Najstarsze nagrobki cmentarza parafialnego leżą w północnej części, bliżej miasta. W części środkowej chowano zmarłych do lat 70 - 80-tych ubiegłego wieku, potem w kierunku na południe powstała nowa część cmentarza, a ostatnio – od poczatku lat dwutysięcznych – jeszcze jedna.
W starej części cmentarza znajdziemy pomnik poświęcony mieszkańcom Szydłowca – powstańcom 1863 roku, pomnik Nieznanego Żołnierza Polskiego poległego w czasie I wojny światowej i wojny polsko- bolszewickiej i mały cmentarzyk wojenny żołnierzy armii austriackiej, niemieckiej i rosyjskiej, poległych bądź zmarłych w czasie I wojny światowej.
W środkowej części wydzielono ogrodzeniem cmentarz wojenny żołnierzy 36 i 7 dywizji piechoty Wojska Polskiego i 3 Brygady KOP "Podole" z Czortkowa, poległych w pobliskiej wsi Barak w walce z 2 Lekką Dywizją Wehrmachtu i pochowanych tam z inicjatywy ówczesnego proboszcza, ks.Jana Węglickiego. Pośrodku pomnik z tablicą pamiątkową. Jeszcze w latach 60-tych ufundowali go szydłowieccy akowcy. Cmentarz wojenny to miejsce corocznych manifestacji patriotycznych.
W obecności kompanii honorowej Straży Granicznej, pielęgnującej tradycje przedwojennego KOP-u, odczytywany jest apel poległych, ich nazwiska, przypominany przebieg bitwy. Cmentarz wypełnia młodzież i całe rodziny z dziećmi. To kultywowanie pamięci i szacunku dla obrońców Szydłowca niejednokrotnie pomogło rodzinom odnaleźć miejsce spoczynku swoich bliskich. W 2014 roku rodzina p. Henryka Mroza z Wielkopolski odnalazła po wielu latach miejsce, gdzie zginął i gdzie jest pogrzebany jego stryj, kpt.

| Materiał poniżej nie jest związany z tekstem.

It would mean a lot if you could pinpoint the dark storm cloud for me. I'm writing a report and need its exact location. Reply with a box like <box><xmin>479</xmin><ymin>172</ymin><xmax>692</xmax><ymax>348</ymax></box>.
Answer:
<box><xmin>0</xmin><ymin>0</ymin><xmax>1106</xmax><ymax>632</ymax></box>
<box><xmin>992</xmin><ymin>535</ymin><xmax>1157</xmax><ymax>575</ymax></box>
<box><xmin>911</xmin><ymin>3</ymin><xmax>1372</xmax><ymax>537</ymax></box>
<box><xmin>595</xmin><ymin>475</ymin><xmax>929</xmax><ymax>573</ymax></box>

Stefan Mróz.
Pięknym lokalnym zwyczajem przekazywania pamięci o poległych z pokolenia na pokolenie są w dniu Wszystkich Świętych niemal obowiązkowe odwiedziny "u żołnierzy" całych rodzin z małymi dziećmi, które zapalają lampki pamięci.
Najstarsze nagrobki, wykonane z tutejszego piaskowca, są przykładem niemałego kunsztu szydłowieckich rzemieślników, najczęściej prostych kamieniarzy. Szczególnie wzruszające są nieporadne figury aniołków, zdobiące mogiły zmarłych dzieci. Wiele z nich zostało w ostatnich latach odnowionych i zakonserwowanych z inicjatywy Stowarzyszenia na Rzecz Rozwoju Szydłowca, prowadzącego co roku kwestę na renowację starej części cmentarza.